By Hilary Smith, Sustainability Resource Center
What sustains you? Beyond the basics—sleep, healthy food, the people around you— try to get a little more specific. Is it your grandma’s spanakopita, your best friend’s home brew? Sleeping in on a Sunday? The apples you get from that one specific vendor at the farmers market?
What sustains you?
For me, it’s visits from a neighborhood cat, who curls up on the porch outside our front door and meows until she gets a belly rub. It’s the translucent trails of snail ooze that crisscross the sidewalks and linger just long enough to catch the eye of an early morning runner. It’s a friendly bus driver, my favorite shampoo, a few self-claimed half-hours of solitude and meditation. In other words, it’s the simple things.
During an exercise in one of my Environmental Humanities classes last fall, students partnered up and took turns asking each other, rapid-fire, for a full five minutes: “What sustains you?” After each answer I gave, my partner asked me again, “What sustains you?”
Answers were instinctual and came quickly at first, then trickled off, became more personal, and required some internal digging.
At the University of Utah Farmers Market last fall, I asked students the same question.
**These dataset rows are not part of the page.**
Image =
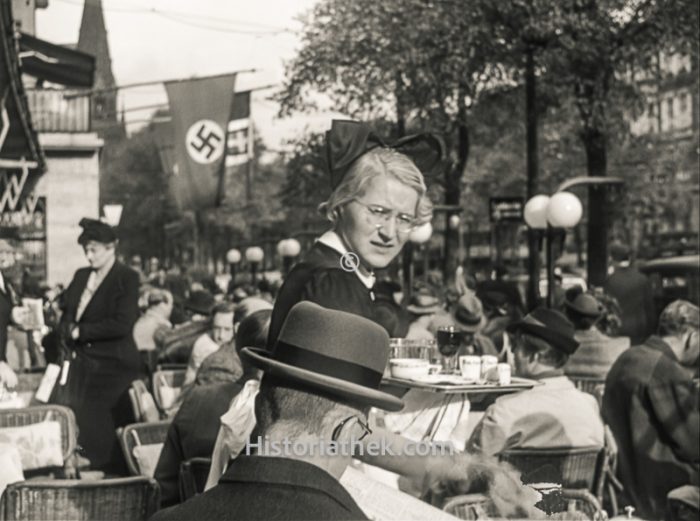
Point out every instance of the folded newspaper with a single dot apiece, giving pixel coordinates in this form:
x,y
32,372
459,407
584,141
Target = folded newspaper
x,y
380,502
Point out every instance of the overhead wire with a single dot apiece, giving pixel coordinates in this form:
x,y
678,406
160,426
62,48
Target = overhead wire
x,y
197,20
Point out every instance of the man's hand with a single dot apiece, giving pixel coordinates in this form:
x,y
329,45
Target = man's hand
x,y
7,376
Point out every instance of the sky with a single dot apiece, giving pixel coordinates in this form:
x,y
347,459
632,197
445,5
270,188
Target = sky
x,y
153,40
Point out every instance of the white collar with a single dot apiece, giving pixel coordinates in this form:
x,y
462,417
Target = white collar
x,y
332,240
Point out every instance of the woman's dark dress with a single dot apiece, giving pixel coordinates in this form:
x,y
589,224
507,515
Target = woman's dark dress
x,y
319,278
107,362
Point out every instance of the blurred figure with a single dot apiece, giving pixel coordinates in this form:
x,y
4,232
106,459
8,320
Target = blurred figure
x,y
155,321
633,292
651,404
221,332
176,345
193,432
469,317
554,414
8,299
597,351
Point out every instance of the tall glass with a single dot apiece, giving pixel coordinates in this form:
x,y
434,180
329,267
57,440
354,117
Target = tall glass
x,y
449,341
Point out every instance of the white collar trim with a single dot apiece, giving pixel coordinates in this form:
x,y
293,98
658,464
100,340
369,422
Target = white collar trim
x,y
332,240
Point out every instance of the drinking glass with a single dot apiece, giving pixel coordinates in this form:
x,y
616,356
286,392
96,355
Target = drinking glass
x,y
449,341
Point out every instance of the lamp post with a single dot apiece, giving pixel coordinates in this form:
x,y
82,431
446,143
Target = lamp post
x,y
254,256
419,236
288,249
233,257
547,214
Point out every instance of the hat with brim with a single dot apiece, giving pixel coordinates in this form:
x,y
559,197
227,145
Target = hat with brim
x,y
585,305
97,231
329,352
549,325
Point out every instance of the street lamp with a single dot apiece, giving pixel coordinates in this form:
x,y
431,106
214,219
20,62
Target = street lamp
x,y
233,257
113,214
560,211
254,256
288,249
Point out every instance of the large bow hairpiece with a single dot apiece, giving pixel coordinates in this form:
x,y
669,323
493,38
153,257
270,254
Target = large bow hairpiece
x,y
347,140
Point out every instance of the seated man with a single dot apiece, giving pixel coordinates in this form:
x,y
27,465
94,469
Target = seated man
x,y
221,332
193,432
597,351
553,414
651,405
320,381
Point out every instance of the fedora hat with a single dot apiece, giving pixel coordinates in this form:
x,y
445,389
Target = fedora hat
x,y
469,313
331,352
585,305
549,325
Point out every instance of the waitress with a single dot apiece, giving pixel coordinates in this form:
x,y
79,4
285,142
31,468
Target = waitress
x,y
100,309
378,196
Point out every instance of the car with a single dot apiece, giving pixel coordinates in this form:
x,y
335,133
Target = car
x,y
673,278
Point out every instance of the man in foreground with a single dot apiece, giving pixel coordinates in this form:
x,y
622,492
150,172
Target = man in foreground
x,y
651,405
320,381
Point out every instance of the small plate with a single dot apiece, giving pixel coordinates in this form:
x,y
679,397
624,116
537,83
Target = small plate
x,y
451,379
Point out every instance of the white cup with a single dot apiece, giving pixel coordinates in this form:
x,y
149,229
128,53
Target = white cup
x,y
470,367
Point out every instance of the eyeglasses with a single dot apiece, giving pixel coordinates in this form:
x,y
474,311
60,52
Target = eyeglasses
x,y
379,216
338,428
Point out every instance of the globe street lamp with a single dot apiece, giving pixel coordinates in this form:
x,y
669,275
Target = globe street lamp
x,y
233,257
561,211
288,249
254,256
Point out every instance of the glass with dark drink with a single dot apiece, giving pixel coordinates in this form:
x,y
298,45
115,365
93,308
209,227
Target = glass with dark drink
x,y
449,341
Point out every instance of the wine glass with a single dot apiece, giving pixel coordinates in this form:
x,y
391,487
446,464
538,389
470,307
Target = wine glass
x,y
449,342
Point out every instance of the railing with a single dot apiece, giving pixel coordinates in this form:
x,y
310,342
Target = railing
x,y
52,112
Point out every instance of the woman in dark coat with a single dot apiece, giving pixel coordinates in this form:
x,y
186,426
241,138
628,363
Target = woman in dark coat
x,y
378,198
100,309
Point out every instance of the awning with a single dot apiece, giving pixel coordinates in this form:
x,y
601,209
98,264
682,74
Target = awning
x,y
56,63
21,157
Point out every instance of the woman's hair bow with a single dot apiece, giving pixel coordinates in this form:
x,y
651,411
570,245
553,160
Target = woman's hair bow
x,y
348,140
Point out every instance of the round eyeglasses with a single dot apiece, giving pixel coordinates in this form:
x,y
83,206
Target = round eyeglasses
x,y
379,216
338,428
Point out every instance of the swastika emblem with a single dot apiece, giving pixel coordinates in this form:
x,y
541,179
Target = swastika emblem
x,y
205,141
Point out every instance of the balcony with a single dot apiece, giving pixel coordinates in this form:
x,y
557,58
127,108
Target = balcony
x,y
52,112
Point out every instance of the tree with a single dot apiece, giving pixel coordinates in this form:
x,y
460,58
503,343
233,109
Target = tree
x,y
420,64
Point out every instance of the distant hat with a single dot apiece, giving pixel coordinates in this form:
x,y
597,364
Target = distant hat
x,y
201,302
329,352
94,230
469,313
619,251
6,247
679,314
423,302
549,325
585,305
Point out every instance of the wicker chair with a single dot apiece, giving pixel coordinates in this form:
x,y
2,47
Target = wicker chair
x,y
572,468
477,506
173,378
193,477
39,413
140,434
135,499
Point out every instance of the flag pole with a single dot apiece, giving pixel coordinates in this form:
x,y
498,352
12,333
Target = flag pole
x,y
147,83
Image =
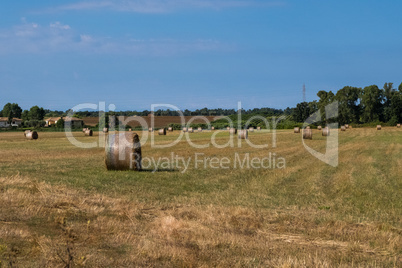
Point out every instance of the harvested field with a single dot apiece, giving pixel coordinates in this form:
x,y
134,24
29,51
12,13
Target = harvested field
x,y
59,205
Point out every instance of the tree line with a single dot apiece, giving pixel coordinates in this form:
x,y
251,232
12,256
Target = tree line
x,y
356,105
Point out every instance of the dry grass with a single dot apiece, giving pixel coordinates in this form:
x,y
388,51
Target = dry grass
x,y
59,206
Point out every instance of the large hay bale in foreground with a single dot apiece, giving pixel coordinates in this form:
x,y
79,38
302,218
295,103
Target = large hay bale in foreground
x,y
326,131
243,134
307,134
32,135
123,151
233,131
88,132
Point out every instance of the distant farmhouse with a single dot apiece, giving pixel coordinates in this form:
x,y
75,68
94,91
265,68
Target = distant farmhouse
x,y
75,122
15,122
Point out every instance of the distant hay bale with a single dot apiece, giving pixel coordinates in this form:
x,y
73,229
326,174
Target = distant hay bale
x,y
243,134
32,135
88,132
326,131
307,134
123,151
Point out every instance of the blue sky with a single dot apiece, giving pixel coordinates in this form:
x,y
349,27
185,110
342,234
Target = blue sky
x,y
193,53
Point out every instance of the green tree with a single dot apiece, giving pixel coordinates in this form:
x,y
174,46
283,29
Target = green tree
x,y
371,99
325,99
348,109
36,113
25,115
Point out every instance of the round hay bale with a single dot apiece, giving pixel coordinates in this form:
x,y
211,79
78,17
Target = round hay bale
x,y
243,134
32,135
123,151
307,134
88,132
326,131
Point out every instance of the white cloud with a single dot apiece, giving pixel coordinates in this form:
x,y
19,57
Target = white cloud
x,y
59,38
58,25
163,6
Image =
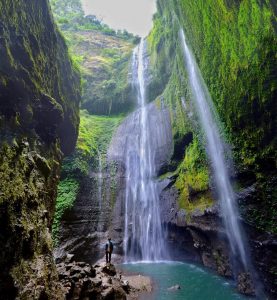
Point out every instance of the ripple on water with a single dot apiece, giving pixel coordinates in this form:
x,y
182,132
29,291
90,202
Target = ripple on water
x,y
196,283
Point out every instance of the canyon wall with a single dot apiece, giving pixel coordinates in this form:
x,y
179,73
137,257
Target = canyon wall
x,y
39,118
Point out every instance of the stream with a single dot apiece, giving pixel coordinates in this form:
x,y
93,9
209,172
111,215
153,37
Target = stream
x,y
197,283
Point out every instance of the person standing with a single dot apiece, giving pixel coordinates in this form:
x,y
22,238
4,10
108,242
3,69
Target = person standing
x,y
109,250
Their answers were rich, varied, specific: Scuba diving. Hugs. Vegetables. Coffee. Baths. Mimosas. Puppies. Public transit. The sun.
I asked friends and family, too, and answers were similar: Laughter with grandkids. Quiet faith. Traveling. A walk in the woods. New babies. Pasta. Nature. Organizing things.
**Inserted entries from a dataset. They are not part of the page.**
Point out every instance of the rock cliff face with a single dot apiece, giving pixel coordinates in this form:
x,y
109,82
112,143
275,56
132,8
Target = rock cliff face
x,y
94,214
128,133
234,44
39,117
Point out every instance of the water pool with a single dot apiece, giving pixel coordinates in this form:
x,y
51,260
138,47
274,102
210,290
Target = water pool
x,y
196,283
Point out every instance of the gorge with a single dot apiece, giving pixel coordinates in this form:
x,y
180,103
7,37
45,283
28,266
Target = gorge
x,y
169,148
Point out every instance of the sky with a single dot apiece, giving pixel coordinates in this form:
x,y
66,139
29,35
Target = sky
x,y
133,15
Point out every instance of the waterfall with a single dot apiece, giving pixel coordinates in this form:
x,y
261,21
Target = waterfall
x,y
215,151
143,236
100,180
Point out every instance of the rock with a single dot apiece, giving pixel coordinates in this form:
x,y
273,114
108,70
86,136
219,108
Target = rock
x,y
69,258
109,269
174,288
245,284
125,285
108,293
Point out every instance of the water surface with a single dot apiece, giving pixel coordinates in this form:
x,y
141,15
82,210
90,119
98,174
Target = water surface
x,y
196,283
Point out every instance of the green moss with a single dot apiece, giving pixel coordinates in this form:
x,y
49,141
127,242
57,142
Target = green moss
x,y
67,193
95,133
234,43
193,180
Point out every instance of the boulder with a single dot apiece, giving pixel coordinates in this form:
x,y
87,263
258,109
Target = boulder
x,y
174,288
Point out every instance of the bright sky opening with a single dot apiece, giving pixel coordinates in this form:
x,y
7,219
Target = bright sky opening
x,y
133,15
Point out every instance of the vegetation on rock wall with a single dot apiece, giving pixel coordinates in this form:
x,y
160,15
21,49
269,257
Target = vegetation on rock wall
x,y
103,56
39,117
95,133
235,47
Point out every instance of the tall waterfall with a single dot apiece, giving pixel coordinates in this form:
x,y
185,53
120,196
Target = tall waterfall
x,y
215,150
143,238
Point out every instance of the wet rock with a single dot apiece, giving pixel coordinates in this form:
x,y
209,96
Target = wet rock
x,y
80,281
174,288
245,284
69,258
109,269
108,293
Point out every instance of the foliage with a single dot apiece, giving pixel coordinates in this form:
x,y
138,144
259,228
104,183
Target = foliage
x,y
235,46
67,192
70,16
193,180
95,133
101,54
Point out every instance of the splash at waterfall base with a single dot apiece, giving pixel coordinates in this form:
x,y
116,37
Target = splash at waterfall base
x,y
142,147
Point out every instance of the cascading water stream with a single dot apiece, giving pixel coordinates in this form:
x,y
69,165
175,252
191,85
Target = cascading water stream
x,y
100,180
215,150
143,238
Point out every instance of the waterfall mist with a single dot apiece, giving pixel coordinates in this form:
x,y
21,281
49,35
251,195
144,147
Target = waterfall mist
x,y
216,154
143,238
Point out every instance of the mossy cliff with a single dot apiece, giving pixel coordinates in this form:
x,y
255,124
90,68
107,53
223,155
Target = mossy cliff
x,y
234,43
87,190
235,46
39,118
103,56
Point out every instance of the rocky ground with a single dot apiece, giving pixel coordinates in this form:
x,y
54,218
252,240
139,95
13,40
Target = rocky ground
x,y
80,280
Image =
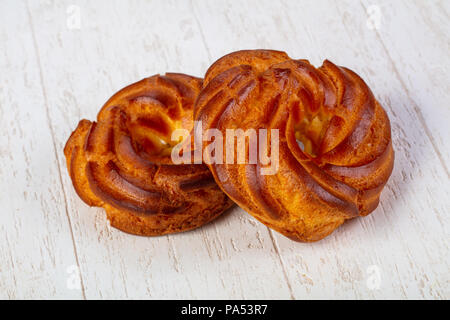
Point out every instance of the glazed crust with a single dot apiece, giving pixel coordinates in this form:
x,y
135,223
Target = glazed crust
x,y
122,161
346,157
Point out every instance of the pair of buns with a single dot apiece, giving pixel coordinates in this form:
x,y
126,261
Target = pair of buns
x,y
335,150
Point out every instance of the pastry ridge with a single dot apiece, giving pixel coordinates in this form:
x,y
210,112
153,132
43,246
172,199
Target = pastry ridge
x,y
122,162
335,149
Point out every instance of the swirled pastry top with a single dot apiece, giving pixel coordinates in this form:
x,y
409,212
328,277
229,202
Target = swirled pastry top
x,y
335,151
122,162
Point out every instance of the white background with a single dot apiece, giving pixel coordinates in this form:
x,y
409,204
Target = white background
x,y
61,60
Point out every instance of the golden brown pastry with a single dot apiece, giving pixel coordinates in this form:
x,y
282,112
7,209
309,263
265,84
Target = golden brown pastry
x,y
335,151
122,162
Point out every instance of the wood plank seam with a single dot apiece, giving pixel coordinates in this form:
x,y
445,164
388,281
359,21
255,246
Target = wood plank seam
x,y
408,94
289,285
49,123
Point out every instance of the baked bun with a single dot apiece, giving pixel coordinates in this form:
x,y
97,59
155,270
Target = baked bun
x,y
123,162
335,151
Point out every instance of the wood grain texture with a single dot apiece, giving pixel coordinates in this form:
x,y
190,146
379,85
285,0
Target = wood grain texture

The exercise, and the list of answers it generated, made me think. Working in the field of sustainability, writing and tabling for environmental organizations, living in the midst of eco-crises that sometimes make the future seem hopeless—it becomes important, elemental even, to sustain oneself through the fight.
Author and human rights activist Bryant McGill, in “Simple Reminders: Inspiration for Living Your Best Life,” echoes this basic truth of activism.
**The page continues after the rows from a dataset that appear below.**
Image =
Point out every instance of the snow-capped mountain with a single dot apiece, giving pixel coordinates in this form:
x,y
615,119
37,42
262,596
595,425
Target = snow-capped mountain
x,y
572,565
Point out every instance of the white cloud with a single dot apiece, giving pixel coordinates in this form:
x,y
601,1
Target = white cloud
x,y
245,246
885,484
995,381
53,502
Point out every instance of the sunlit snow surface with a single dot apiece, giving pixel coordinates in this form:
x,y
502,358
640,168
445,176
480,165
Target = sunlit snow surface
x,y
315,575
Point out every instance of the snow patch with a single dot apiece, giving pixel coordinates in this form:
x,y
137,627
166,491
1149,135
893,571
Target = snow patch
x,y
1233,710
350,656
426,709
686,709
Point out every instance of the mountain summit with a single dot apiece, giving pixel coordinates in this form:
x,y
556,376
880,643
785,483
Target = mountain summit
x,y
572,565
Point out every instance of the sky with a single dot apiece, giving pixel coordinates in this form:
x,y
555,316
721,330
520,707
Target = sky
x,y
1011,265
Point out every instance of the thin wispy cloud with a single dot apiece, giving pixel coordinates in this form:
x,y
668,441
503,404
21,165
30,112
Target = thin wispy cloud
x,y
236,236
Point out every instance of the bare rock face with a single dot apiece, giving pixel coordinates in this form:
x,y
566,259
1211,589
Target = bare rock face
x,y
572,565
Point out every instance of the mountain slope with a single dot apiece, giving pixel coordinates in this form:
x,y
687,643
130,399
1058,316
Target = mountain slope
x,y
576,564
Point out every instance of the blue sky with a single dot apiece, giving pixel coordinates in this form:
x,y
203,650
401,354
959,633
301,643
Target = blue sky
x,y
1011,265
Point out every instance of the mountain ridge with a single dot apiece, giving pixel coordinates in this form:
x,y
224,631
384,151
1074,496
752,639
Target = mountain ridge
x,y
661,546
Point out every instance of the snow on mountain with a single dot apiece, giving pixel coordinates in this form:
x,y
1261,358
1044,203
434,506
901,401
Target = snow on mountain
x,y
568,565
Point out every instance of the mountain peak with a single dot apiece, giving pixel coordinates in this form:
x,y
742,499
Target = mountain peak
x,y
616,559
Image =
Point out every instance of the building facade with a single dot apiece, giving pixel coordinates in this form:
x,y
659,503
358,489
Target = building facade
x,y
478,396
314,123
“Taking care of yourself is the most powerful way to begin to take care of others,” he writes.
Exploring what sustains us personally can also help us extrapolate to bigger questions of sustainability. So many of the things that sustain our bodies and minds—real food, breathable air, drinkable water, freedom to think—are building blocks of sustainable agriculture, sustainable communities, and healthy, wild, autonomous ecosystems.
Utah-based writer Terry Tempest Williams often writes about this connectivity between the human experience and ecosystem-level phenomena, between body and landscape. In “Refuge: An Unnatural History of Family and Place,” for example, she highlights the connections between toxic atomic fallout and cancer in her family.
Ask yourself: What sustains you? What keeps your body whole, your mind sharp? What do you need in order to be your best, to share your skills and talents? Take note of your answers, and perhaps ponder these questions: How would you feel if what sustains you was taken away? How do your own answers relate to broader issues of ecological or social justice? Is what sustains you in line with what sustains the planet?
Hilary Smith is a graduate student in Environmental Humanities and a graduate assistant for the Sustainability Resource Center.